Which she did. Picking up her Taylor acoustic guitar, an instrument she has been playing since the age of eight, and singing two songs, “Brand New Key” by Melanie, as well as an original of her own, entitled, “Laurel Canyon,” an homage to the California music scene in the ’60s and ’70s.
“Lionel gave me the biggest compliment of my life. He said, ‘I was part of that era… and I think you would have fit in well.’ It made my heart soar,” she says. She walked out with three “yes” votes from the judges, a Golden Ticket to the next round. She remained in California for two weeks, attending Idol School, “Basically home school from the set,” she explains, and making it all the way into the Top 60 before being eliminated. “I have a smaller voice in a belting competition, but I made it incredibly far and I’m so proud,” she says.
Music has always been the way she connects. To herself. To other people. Her songs are relatable and can easily resonate with just about anyone. “I always try to release songs that another teenage girl can listen to, like, ‘Wow the same douchy guy did the same to me, too,’” she laughs. Sometimes her songs begin as a single lyric she begins playing around with. Other times, it’s a melody. There are songs she writes that she finishes quickly and others that she puts down and returns to years down the road. “Cool,” was one of them. She began writing it in middle school and finished it a few years later, lyrics that were tweaked to reflect what she was seeing, hearing, experiencing… in her own life and within the halls of her high school.
“The waves they crash, drown out the noise, for all the pretty girls and boys. She’s acting like she don’t care, blows her smoke into the air. She sells her soul to fit in there. She thinks it’s cool, I don’t understand. What are the secrets that you hide in your head? What are the moments you can’t seem to forget? What makes you so invincible?”
“High school isn’t like ‘High School Musical,’ she says, reflecting on the lyrics. “There’s a lot of cliques and a lot going on.”
She submitted the song to Carnegie Library of Pittsburgh’s Teen Media Awards, a competition that is divided into The Ralph Munn Creative Writing Awards and the Labsy Awards, both of which invite reflection: on beauty, the complexity of life, and joy where we find it. More than 200 young creatives, including visual artists, inventors, filmographers and musicians submitted their original content in 2020. “Cool,” was her submission to the Labsy Awards. It won first place in Music.

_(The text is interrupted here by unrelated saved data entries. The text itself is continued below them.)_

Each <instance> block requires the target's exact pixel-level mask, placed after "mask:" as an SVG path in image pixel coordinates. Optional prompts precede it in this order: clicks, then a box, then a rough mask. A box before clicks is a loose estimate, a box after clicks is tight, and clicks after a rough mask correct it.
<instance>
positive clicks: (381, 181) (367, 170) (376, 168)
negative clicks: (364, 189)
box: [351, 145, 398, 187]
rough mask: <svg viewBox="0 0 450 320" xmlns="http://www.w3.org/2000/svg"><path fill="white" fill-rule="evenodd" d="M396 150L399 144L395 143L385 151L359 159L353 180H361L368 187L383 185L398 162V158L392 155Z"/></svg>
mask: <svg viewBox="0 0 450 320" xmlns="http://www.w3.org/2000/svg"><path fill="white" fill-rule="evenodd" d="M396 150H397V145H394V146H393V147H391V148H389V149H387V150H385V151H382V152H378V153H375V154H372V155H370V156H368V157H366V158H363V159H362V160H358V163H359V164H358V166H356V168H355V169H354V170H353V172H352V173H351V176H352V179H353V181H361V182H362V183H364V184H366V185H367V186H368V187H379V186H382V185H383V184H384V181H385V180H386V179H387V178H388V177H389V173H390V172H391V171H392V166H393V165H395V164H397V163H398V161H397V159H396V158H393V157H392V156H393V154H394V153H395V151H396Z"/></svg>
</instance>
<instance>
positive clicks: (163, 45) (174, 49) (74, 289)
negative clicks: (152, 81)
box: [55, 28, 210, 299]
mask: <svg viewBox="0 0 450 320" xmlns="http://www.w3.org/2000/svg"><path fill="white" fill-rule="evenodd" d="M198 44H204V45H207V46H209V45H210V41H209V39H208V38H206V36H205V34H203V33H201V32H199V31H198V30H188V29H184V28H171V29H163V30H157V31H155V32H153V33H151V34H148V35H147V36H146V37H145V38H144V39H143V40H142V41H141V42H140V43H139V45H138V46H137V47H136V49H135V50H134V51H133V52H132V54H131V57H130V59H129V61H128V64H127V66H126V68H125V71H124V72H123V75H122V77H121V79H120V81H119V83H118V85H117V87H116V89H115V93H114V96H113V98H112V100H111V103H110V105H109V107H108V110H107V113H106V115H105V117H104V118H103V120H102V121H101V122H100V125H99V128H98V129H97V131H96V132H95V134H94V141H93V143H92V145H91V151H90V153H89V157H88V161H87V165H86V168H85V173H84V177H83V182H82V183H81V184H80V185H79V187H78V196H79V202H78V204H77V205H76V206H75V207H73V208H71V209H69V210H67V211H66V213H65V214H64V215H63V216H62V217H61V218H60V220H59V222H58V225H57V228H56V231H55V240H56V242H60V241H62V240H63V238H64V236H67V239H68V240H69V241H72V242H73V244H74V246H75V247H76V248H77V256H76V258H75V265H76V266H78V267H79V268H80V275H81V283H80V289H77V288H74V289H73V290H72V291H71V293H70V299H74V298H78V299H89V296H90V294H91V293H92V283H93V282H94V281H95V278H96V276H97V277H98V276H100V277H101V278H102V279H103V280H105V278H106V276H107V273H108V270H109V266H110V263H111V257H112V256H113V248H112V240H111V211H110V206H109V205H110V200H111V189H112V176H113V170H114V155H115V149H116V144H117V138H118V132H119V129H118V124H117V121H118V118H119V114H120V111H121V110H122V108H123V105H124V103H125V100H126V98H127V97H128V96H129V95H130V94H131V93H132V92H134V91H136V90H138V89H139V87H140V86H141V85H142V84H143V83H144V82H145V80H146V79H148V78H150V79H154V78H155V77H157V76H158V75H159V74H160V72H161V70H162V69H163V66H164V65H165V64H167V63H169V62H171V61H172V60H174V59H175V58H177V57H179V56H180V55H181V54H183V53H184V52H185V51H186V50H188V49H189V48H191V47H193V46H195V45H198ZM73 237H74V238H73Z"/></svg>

“Labsy is a fantastic opportunity. Winning a Labsy Award has meant so much to me and I thank the Library for giving me the confidence to keep reaching with my music,” she says.
Pittsburgh has always served as a supportive, welcoming environment for her. She’s played the Three Rivers Arts Festival, Millvale Music Festival, Ladyfest Pittsburgh, and at various venues in town. Same for California (in addition to American Idol, she enjoyed a 2018 performance at The Viper Room in West Hollywood in 2018), Florida, singing at Universal Studios in Orlando, and even Nashville, where she spent her spring break gracing the stage of the famed Blue Bird Café in 2019.
There are hundreds of unfinished songs floating around in her collection, waiting for the perfect note, lyric, experience to fuel its completion. In the meantime, she’s focused on recording an EP with many of her songs available for digital download on her Officially Sloane Facebook and Instagram pages. Recently, she was chosen as a 2021 National YoungArts Foundation winner, has seen her songs being played on WYEP FM, and looks forward to performing live again as the country begins to re-open following the pandemic.
Pausing, she reflects on the guitar she received at the age of eight, which was given to her to keep her occupied while her mom underwent chemotherapy. “The first song I wrote was about being brave when you’re scared. I can’t even remember the song or the melody, but I guarantee it was not good,” she laughs. “I didn’t even realize back then that something I took up as a distraction could turn into my greatest passion.”